I prefer the library-world—vast dusty buildings full of documents that may or may not have been disturbed in the last five hundred years, treasures in plain sight just waiting for the discerning eye to notice their true worth. And isn’t that the goal of scholarship? To see something—to make a connection—to get what was being said. To communicate. It’s like time-travel.
I took the GRE on Wednesday. Honestly, it wasn’t so bad. The preceding stress was so much worse than the test—I kept getting stuck in a mental cycle of If I blow this, I’ll never have a career. I’ll be stuck doing something I hate and end up miserable and bitter. I won’t be able to continue in this field of study that I find so intriguing. I can’t blow this. If I blow this, I’ll… you get the idea. It was a little overly-dramatic, but still—arguably justified. It’s an important test. And I did fine. I didn’t blow it. I forgot to breathe several times, I’d been so focused on the test that it took me fifteen minutes to remember what graduate programs I wanted my scores sent to, and I really should have arranged a ride home (driving after a major test should be like driving after a fourth cocktail: absolutely verboten) but I survived both the test and the drive home.

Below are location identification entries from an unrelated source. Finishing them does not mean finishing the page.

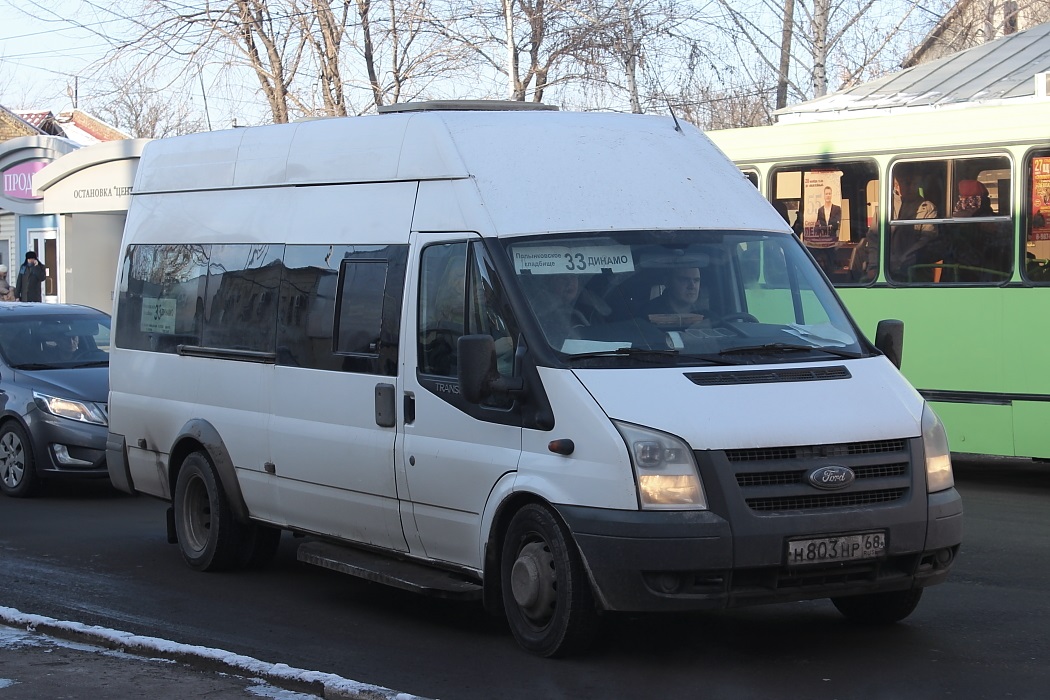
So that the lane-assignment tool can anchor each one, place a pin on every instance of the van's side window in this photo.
(360, 312)
(340, 308)
(441, 301)
(243, 285)
(460, 295)
(161, 297)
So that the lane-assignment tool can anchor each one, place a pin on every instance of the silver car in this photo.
(54, 388)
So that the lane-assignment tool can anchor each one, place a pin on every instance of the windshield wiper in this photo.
(637, 353)
(771, 348)
(652, 354)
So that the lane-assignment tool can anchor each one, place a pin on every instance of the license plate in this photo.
(842, 548)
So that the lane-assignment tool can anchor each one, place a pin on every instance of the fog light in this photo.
(62, 457)
(667, 582)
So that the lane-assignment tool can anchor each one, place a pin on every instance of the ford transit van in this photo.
(561, 363)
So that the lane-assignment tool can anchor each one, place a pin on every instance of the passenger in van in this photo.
(681, 303)
(555, 305)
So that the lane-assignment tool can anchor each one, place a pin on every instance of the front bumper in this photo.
(653, 561)
(66, 448)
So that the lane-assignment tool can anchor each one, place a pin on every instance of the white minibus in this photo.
(561, 363)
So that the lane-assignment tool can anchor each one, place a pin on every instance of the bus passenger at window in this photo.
(914, 251)
(982, 249)
(830, 216)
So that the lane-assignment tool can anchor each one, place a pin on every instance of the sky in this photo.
(46, 56)
(39, 59)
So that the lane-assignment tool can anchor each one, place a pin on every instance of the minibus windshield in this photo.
(680, 297)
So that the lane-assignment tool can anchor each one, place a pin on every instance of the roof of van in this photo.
(520, 160)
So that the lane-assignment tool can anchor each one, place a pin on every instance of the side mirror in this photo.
(479, 377)
(889, 340)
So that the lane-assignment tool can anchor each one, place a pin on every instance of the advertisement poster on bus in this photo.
(1041, 199)
(822, 192)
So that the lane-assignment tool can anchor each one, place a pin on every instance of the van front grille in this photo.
(825, 501)
(798, 476)
(773, 481)
(813, 451)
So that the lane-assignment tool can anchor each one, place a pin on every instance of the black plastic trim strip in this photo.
(989, 398)
(227, 354)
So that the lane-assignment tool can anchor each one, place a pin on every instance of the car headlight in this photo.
(935, 442)
(84, 411)
(664, 469)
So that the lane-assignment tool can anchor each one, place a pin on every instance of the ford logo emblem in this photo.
(831, 478)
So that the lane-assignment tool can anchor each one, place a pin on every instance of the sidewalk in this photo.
(41, 657)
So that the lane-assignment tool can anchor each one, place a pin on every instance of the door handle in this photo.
(385, 408)
(410, 407)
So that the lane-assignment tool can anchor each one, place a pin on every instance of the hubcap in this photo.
(196, 515)
(533, 581)
(12, 460)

I know The Historian is fiction: logically the world of academia that it portrays is as fictional as the vampires who stalk the tweedy academics. But excerpts like this one—when the passion of a bibliophile kind of spills over from plot and just makes such a lovely moment of description—remind me why I do what I do and why I want to do what I want to do. It’s all about the paradise of learning, the dusty sunlight touching mountains of books and brushing serious, studious faces.